The herd has a calving index of 370 days with a voluntary waiting period at 60 days, while conception rate to first service is 67 per cent. With the emphasis on improving performance driven by less pressure from overstocking numbers, the herd runs at 97 per cent with a mobility score of 0-1. The herd's highest yielding cow is currently Number 20, a Socrate-sired cow out of a Laval, who is 9 ½ years old and yielded 13,315kg in 382 days of milk in her last lactation.
With the farm acreage extending to 630 acres in total, just over 200 acres of this are used to grow all the barley and straw needed for the farm. Cows are generally turned out in April and are fed a TMR ration incorporating 2.9kg/hd protein blend, 2.6 kg/hd home grown and dried barley, 7.5kg/hd wholecrop barley, 28kg/hd first cut silage alongside 18 per cent parlour cake fed to yield.
Feed and nutritional advice is supplied by Carrs Billington, with Simon Nelson of Agrovista providing agronomy consultancy. Alongside Matthew, who runs the farm and is responsible for the vending machine, there are three employees, Raymond Maxwell, who does most of the milking and foot trimming, Tom Wright, who is tractor man and cow feeder, and Norman Downie, who is calf and young stock rearer.

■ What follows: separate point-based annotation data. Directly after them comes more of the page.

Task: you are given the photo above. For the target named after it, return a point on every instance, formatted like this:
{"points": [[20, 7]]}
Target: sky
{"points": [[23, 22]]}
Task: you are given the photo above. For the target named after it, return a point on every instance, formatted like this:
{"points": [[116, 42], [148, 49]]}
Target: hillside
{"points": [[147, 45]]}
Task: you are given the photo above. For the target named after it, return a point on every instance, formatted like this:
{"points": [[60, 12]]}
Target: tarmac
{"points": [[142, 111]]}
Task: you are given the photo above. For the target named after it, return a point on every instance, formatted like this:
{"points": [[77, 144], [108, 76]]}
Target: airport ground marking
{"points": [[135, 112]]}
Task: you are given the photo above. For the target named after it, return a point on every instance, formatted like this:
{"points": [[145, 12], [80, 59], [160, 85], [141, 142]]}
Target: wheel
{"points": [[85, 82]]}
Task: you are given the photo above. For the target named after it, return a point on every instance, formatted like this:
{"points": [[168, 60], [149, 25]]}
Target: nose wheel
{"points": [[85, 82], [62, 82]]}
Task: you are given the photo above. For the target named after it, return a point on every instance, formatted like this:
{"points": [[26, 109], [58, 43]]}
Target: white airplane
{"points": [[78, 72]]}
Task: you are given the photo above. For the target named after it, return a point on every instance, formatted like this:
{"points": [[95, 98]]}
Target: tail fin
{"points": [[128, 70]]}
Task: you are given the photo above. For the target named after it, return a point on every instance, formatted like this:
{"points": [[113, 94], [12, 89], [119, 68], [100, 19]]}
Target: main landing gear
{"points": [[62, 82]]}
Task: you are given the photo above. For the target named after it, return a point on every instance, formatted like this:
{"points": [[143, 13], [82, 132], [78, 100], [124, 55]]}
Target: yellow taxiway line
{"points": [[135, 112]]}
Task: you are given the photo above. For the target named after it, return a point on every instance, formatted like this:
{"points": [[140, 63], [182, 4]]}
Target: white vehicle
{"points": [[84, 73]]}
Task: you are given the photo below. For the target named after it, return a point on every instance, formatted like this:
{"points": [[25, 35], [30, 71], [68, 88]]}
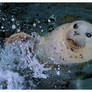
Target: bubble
{"points": [[13, 26]]}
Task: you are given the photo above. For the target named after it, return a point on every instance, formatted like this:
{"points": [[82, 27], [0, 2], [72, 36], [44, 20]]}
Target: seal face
{"points": [[68, 43]]}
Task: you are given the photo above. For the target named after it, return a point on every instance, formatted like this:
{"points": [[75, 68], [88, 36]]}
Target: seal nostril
{"points": [[76, 33], [88, 35], [75, 26]]}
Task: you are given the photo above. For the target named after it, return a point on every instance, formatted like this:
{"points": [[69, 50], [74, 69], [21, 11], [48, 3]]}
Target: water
{"points": [[20, 69]]}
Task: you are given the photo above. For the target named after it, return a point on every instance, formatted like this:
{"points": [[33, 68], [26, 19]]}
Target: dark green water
{"points": [[43, 19]]}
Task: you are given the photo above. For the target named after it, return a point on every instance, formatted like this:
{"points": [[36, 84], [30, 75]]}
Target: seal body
{"points": [[68, 43]]}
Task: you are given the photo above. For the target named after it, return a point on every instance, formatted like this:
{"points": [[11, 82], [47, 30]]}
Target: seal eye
{"points": [[88, 35], [75, 26]]}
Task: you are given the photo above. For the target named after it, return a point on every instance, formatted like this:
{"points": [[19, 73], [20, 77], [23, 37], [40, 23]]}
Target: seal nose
{"points": [[75, 39]]}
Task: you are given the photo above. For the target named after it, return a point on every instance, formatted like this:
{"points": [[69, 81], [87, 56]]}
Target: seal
{"points": [[68, 43]]}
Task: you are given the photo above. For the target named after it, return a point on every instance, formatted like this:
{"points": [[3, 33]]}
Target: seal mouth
{"points": [[73, 43]]}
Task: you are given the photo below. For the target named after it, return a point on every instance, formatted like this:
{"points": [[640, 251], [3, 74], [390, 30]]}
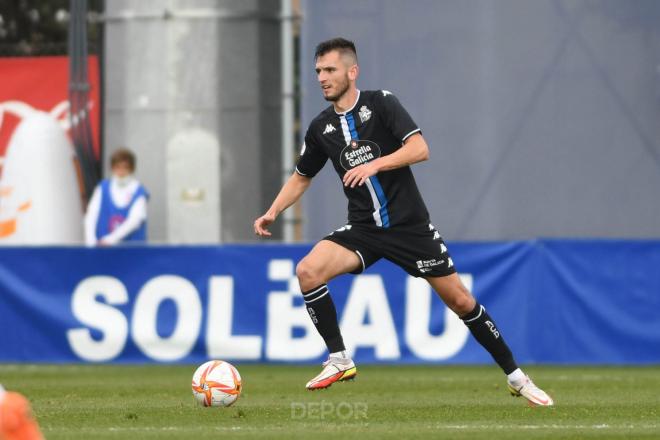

When it comes to choosing bulls, Matthew looks for a positive beef value in most cases with a high ISU (a French index similar to PLI, which weights for production, health and fitness, type and muscularity), alongside good strong udder traits, good type and positives in milk, protein and butterfat, which means his current sires of choice are Owings, Noelcerneu and Nolimit.
Latterly, Matthew has used the farm's location and both his and his wife’s ability to engage with the public and children to promote the value of milk and dairy farming importance to the wider community. Admitting to having little time for hobbies, with four sons, Jamie, ten, Seth, eight, Rhys, six, and Ted, two, to keep him busy.
The farm also offers farm tours for school children and phonic lessons for infants, which are run by his wife Sarah. In the past 12 months trying to keep things ‘normal’ has been a challenge but Matthew has adapted and is now running farm tours virtually. A recent attendee made the following observation on a Facebook post: “I thought this was fantastic. You were both great with the kids and made sure that the whole event was interactive. Well done for finding a way to adapt your business so easily! Best of luck with everything.”
The farm has been selling fresh pasteurised milk to locals through the vending machine since early 2020 and, despite launching in a pandemic, The Beeches is on course in its first year to sell 105,000 litres of milk and milkshakes through the vending machine, as milkshakes were added towards the end of last year.